I took a cab home late one evening. I was coming from a late night in the office and followed my mom's advice to take EDSA-Q.Ave instead of the shortcuts we normally use to avoid traffic. Smart move; apparently, EDSA's empty when its past 11 o'clock on Thursday nights so my trip home was nearly "stop" free.
There was a bit of a build-up on Q.Ave-Araneta, though. That danged bottleneck of an underpass construction can cause a jam even in the wee hours of the morn. Sigh.

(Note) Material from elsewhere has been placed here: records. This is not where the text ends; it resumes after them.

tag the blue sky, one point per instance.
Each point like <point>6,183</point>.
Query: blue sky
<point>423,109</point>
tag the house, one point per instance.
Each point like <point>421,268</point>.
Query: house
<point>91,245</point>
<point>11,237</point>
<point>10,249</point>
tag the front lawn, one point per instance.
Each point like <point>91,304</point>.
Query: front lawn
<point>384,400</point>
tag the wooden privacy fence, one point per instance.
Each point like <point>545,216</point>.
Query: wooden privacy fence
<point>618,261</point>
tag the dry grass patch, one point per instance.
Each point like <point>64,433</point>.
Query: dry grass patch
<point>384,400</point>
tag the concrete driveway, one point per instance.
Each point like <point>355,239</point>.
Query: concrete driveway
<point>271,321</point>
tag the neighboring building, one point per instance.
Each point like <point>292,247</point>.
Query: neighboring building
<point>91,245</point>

So there we were, Kuya Driver and me. Him humming along to the 90's OPM of his station of choice, and me slumped on the backseat, too tired to make small talk. I was looking out my window, trying to figure out how we could advance in the bottleneck faster. I may not drive, but I do know how to get ahead in the world.
Then I noticed a man in a "wheelchair" on the road's shoulder, just about beside my cabbie. I place "wheelchair" under quotations because the shabby, rickety old thing he was on barely looked like one, with a few parts missing here and there. He was rolling himself along with only one hand because he was trying to steady the small rack of wood-made bracelets atop his lap with the other. His wares, obviously. He was probably a vendor, on his way home from a long day of work, too, and one-handedly struggle to get there.
But observant me wasn't the only one who took notice of Kuya Vendor. There was a bunch of thin, rugged looking teens on the sidewalk almost beside my cab. There were three boys with hoodlum-looking hairstyles and tattered shirts, and a girl with a wild laugh and shorts that show almost everything. They didn't look like the best crowd to be around on a bad day, what more at past 11 on the road? Those who pass through this side of the city know its riddled with the slums.
One of the teenage boys took notice of Kuya Vendor likely around the same time I saw him, and he slowly swaggered up behind him, his friends following only with a squinted gaze.
I was about to protest and call Kuya Driver's attention for help when the boy took the wheelchair's handles and started to help Kuya vendor push himself on the bumpy construction of Q.Ave-Araneta.
In my head, his intro was "Para makauwi na po kayo agad." ("So you can get home faster.")
Kuya vendor himself was obviously startled at first, but the smile that lit his face after a half-second later than made up for the jolt. The boy had no bad intent at all. He was only lending a helping hand to a weary man on his way home.
The world is awesome and filled with the good. We live in a world full of good people, they're found even in the places you least expect. I am honored to have witnessed that moment.